Food Image Generation on Multi-Noun Categories
This addresses a specific challenge in food image generation for real-world datasets like UEC-256, but it is incremental as it builds on existing generative models.
The paper tackled the problem of generating realistic food images for multi-noun categories, where models often misinterpret semantics and produce incorrect ingredients or layouts, and proposed FoCULR to incorporate food domain knowledge and refine layouts, resulting in improved image generation performance.

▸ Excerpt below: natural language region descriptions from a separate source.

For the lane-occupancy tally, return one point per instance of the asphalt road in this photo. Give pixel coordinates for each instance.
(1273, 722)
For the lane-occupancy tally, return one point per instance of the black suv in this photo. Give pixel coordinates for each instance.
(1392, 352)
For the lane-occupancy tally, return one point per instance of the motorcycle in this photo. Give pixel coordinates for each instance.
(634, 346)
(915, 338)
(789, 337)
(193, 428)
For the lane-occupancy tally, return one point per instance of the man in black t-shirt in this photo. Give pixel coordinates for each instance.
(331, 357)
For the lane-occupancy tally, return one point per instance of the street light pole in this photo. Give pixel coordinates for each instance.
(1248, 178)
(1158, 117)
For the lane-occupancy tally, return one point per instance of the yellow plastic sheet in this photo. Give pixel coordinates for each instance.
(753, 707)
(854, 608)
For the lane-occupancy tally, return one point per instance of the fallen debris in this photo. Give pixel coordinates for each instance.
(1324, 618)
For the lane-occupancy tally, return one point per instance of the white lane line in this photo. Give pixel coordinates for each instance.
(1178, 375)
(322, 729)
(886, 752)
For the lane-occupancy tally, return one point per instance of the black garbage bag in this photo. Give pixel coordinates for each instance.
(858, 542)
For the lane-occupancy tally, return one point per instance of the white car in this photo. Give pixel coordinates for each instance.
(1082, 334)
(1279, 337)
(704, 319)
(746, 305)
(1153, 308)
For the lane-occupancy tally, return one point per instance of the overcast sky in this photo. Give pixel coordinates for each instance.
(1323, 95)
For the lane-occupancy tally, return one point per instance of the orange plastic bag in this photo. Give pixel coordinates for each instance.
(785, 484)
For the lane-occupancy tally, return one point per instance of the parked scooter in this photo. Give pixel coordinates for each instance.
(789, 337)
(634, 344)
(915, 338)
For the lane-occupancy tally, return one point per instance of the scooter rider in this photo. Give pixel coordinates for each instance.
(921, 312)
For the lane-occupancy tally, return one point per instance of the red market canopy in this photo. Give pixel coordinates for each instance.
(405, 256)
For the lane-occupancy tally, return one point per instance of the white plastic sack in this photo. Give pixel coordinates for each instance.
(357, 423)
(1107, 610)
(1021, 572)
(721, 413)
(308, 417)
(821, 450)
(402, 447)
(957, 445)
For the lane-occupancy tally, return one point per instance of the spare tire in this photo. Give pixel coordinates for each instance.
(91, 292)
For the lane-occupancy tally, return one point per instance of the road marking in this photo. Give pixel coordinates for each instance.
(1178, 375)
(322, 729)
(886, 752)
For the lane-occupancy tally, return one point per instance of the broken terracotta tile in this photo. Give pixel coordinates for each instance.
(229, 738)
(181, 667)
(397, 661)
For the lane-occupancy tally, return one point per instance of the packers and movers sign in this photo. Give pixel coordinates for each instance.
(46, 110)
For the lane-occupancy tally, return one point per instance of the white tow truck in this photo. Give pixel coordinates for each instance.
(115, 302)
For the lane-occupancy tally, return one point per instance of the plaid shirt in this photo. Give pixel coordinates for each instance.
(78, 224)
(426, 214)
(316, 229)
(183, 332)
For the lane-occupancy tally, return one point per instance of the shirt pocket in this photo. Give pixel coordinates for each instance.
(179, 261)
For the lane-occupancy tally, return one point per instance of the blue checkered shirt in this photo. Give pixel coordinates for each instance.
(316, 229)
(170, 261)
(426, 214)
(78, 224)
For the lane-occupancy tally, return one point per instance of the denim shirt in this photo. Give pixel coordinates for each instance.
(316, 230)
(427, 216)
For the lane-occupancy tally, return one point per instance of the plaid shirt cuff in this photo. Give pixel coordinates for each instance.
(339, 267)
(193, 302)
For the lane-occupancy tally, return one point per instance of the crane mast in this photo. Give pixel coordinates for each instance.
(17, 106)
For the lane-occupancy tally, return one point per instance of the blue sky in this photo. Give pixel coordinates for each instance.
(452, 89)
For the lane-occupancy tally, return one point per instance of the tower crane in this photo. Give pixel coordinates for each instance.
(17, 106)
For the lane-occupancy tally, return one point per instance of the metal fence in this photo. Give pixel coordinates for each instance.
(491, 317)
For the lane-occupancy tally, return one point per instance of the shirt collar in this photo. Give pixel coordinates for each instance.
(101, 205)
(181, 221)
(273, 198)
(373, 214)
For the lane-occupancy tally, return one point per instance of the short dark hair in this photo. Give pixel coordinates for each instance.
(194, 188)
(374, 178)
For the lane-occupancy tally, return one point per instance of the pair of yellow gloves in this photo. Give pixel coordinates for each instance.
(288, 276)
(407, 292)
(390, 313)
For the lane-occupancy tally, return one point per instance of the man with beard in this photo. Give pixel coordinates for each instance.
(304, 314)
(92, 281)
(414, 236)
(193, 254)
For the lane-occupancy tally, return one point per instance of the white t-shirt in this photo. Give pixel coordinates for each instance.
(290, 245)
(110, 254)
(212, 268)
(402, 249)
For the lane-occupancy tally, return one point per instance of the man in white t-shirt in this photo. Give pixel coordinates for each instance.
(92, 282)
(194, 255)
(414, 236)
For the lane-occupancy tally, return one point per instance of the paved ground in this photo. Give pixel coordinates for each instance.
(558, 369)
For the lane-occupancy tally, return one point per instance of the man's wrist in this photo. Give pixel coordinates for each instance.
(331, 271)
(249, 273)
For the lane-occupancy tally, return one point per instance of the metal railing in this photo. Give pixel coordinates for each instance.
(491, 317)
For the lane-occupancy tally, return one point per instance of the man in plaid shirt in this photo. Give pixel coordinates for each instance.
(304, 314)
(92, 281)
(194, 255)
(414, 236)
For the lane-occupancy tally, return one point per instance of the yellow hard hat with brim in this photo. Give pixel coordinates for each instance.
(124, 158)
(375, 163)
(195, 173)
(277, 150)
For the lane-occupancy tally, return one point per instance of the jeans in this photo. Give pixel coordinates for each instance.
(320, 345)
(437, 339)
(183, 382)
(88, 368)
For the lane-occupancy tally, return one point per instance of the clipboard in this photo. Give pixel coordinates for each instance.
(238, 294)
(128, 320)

Generating realistic food images for categories with multiple nouns is surprisingly challenging. For instance, the prompt "egg noodle" may result in images that incorrectly contain both eggs and noodles as separate entities. Multi-noun food categories are common in real-world datasets and account for a large portion of entries in benchmarks such as UEC-256. These compound names often cause generative models to misinterpret the semantics, producing unintended ingredients or objects. This is due to insufficient multi-noun category related knowledge in the text encoder and misinterpretation of multi-noun relationships, leading to incorrect spatial layouts. To overcome these challenges, we propose FoCULR (Food Category Understanding and Layout Refinement) which incorporates food domain knowledge and introduces core concepts early in the generation process. Experimental results demonstrate that the integration of these techniques improves image generation performance in the food domain.